La révolution du travail sur-mesure
A lire dans les Echos de ce 4 novembre 2020 l’analyse de Jean-Marc Vittori sur “la révolution du travail sur-mesure”.
Extrait :
Jusqu’au XVIIIe siècle, la nature guidait l’organisation de la production. Le rythme des saisons, dans des sociétés agricoles. Le rythme des jours et des nuits, alors que la lumière était rare et chère. L’horloge apparaît au clocher de l’église pour indiquer l’heure de la messe, pas celle du travail. L’artisanat est souvent fait à la maison. Sur les pentes de la Croix-Rousse à Lyon, il y a encore des immeubles entiers d’appartements avec quatre mètres sous plafond pour y caser des métiers à tisser.
L’industrialisation bouscule ces organisations. Comme le repère dès 1776 Adam Smith, l’un des pères fondateurs de la science économique, le travail se spécialise pour devenir plus efficace. Dans la manufacture d’épingles qu’il décrit, un ouvrier tire le fil métallique, le second le dresse, le troisième le coupe, un quatrième forme la pointe… A l’usine comme dans les mines, les tâches s’enchaînent. Pour être efficaces, les ouvriers doivent être là tous en même temps.
Automatisation du travail routinier
Bientôt, l’organisation du travail devient scientifique. Et l’électricité permet de travailler la nuit. La chaîne de montage automobile inventée par Henry Ford, qui passera plus tard en 3×8, constitue l’apogée de ce modèle. L’entreprise fonctionne alors comme un théâtre, selon le principe d’unité que décrivait Boileau : « Qu’en un lieu, qu’en un jour, un seul fait accompli… » Cette unité permet aussi aux salariés de bloquer facilement l’entreprise et donc d’obtenir leur part des gains de productivité.
Mais depuis, le travail a changé de nature. L’essentiel de ce qui relève des gestes répétitifs, du travail routinier a été automatisé ou va l’être. L’entreprise est de moins en moins un lieu de reproduction machinale et de plus en plus un « dispositif de création collective », pour reprendre l’expression des chercheurs de l’Ecole des mines Armand Hatchuel et Blanche Segrestin. Dès lors, l’unité de lieu, de temps et même d’action n’est plus nécessaire.
Difficultés de formation
Avec les outils numériques, il devient possible d’organiser une bonne partie du travail de façon complètement différente – c’est précisément ce qui se passe pendant le confinement.
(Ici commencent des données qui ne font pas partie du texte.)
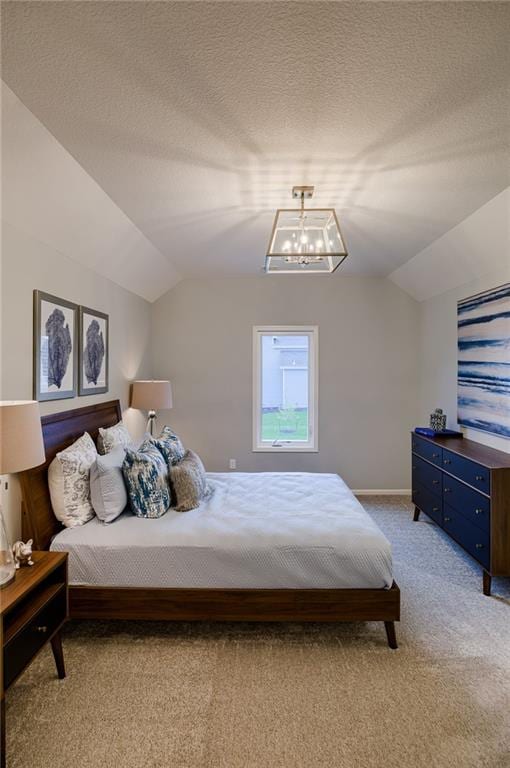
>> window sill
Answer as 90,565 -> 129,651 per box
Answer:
251,445 -> 319,453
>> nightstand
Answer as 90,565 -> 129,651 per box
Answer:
0,552 -> 68,768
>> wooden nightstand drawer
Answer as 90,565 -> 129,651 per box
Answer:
4,584 -> 67,687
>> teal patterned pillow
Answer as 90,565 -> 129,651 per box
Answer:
152,427 -> 186,466
122,440 -> 170,517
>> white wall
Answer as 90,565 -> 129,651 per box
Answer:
0,88 -> 153,539
390,187 -> 510,452
152,275 -> 419,489
390,187 -> 510,301
0,83 -> 179,301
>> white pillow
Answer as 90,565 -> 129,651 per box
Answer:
90,446 -> 128,523
48,432 -> 97,528
97,421 -> 133,455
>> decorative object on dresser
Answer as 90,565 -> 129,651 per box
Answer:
78,307 -> 110,395
131,381 -> 173,435
412,433 -> 510,595
16,400 -> 400,648
12,539 -> 34,570
430,408 -> 446,432
0,400 -> 45,587
34,291 -> 78,400
0,552 -> 68,768
457,283 -> 510,437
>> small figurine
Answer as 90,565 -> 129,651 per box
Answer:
12,539 -> 34,569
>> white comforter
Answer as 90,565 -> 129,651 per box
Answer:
51,472 -> 392,588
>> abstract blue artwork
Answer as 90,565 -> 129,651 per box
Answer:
457,283 -> 510,437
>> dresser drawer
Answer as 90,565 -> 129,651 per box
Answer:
443,448 -> 491,494
4,584 -> 67,688
443,475 -> 491,531
412,483 -> 443,525
443,504 -> 491,570
411,434 -> 443,466
412,456 -> 443,496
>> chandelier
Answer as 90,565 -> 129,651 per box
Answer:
265,186 -> 347,274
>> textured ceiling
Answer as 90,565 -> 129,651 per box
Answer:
2,2 -> 510,294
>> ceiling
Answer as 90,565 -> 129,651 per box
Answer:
2,1 -> 510,296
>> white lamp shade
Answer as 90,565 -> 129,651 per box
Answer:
131,381 -> 172,411
0,400 -> 46,475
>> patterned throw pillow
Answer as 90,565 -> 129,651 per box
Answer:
170,451 -> 212,512
97,421 -> 133,455
48,432 -> 97,528
152,427 -> 186,467
122,440 -> 170,517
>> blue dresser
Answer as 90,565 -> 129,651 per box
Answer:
412,432 -> 510,595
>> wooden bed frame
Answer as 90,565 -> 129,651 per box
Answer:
20,400 -> 400,648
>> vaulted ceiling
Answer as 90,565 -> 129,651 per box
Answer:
2,2 -> 510,296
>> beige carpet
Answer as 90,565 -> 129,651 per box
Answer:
7,497 -> 510,768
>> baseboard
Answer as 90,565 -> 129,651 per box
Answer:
352,488 -> 411,496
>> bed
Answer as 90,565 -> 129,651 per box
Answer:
21,400 -> 400,648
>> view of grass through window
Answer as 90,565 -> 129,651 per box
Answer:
262,408 -> 308,440
261,334 -> 309,441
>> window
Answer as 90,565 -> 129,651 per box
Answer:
253,326 -> 319,452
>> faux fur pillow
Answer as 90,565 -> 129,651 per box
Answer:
151,427 -> 186,465
169,451 -> 212,512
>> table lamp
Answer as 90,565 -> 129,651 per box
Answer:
131,381 -> 172,435
0,400 -> 46,589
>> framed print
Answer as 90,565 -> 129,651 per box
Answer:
457,283 -> 510,437
78,307 -> 110,395
34,290 -> 78,400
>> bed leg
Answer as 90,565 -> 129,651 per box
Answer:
384,621 -> 398,650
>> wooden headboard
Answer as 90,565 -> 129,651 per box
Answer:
19,400 -> 122,549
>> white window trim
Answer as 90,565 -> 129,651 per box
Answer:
252,325 -> 319,453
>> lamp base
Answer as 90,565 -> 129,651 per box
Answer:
147,411 -> 156,437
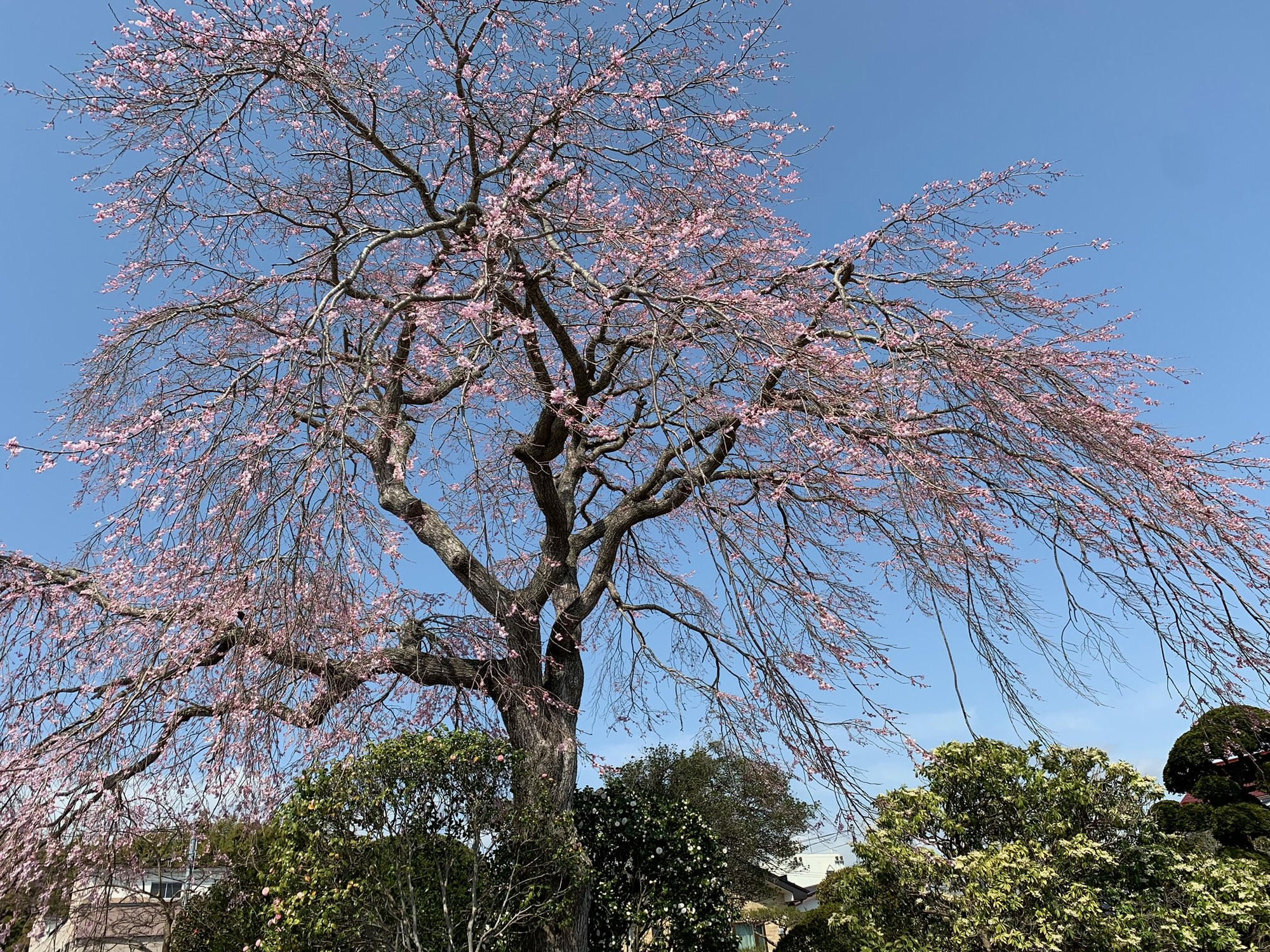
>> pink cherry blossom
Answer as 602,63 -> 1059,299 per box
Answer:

Un mot forgé pour décrire les mutations de la télévision s’applique aussi au travail : la « délinéarisation ». Le téléspectateur regarde son programme quand il veut, où il veut. Beaucoup de travailleurs peuvent désormais exercer leur activité où ils veulent, quand ils veulent, sans nuire à leur productivité. Et beaucoup y aspirent.
A lire également dans les Echos du même jour : l’éditorial de David Barroux : “La face sombre du télétravail”.
Extrait :
Mais c’est à plus long terme que le télétravail pourrait fragiliser structurellement le salariat. Aux Etats-Unis, certains géants de la tech ont déjà demandé à leurs salariés qui ont quitté un San Francisco hors de prix d’accepter des baisses de salaire . Demain, une entreprise parisienne pourrait embaucher des comptables en province en leur demandant de partager l’économie réalisée sur le logement.
Et après-demain, qu’est-ce qui empêchera une entreprise d’inciter ses comptables à travailler d’Irlande comme les Gafa le font déjà pour économiser des charges sociales? Ne pourra-t-on pas aller plus loin en passant par des « freelancers » ou des sociétés de services basées à Bangalore ? Il n’y a pas que les call-centers ou le support IT qui pourront s’externaliser demain. Une entreprise qui perd son esprit d’équipe perdra en créativité mais la tentation des économies à court terme risque d’être forte.
Côté face, pour en employeur, faire travailler un salarié de chez lui, c’est commencer à s’en éloigner. Et il est toujours plus facile de licencier quelqu’un qu’on ne connaît pas.
Le télétravail a de nombreux mérites. Mais comme souvent, tout est affaire de proportions. Car en cas d’overdose, il y a de fortes chances que ce soit le salarié qui y perde.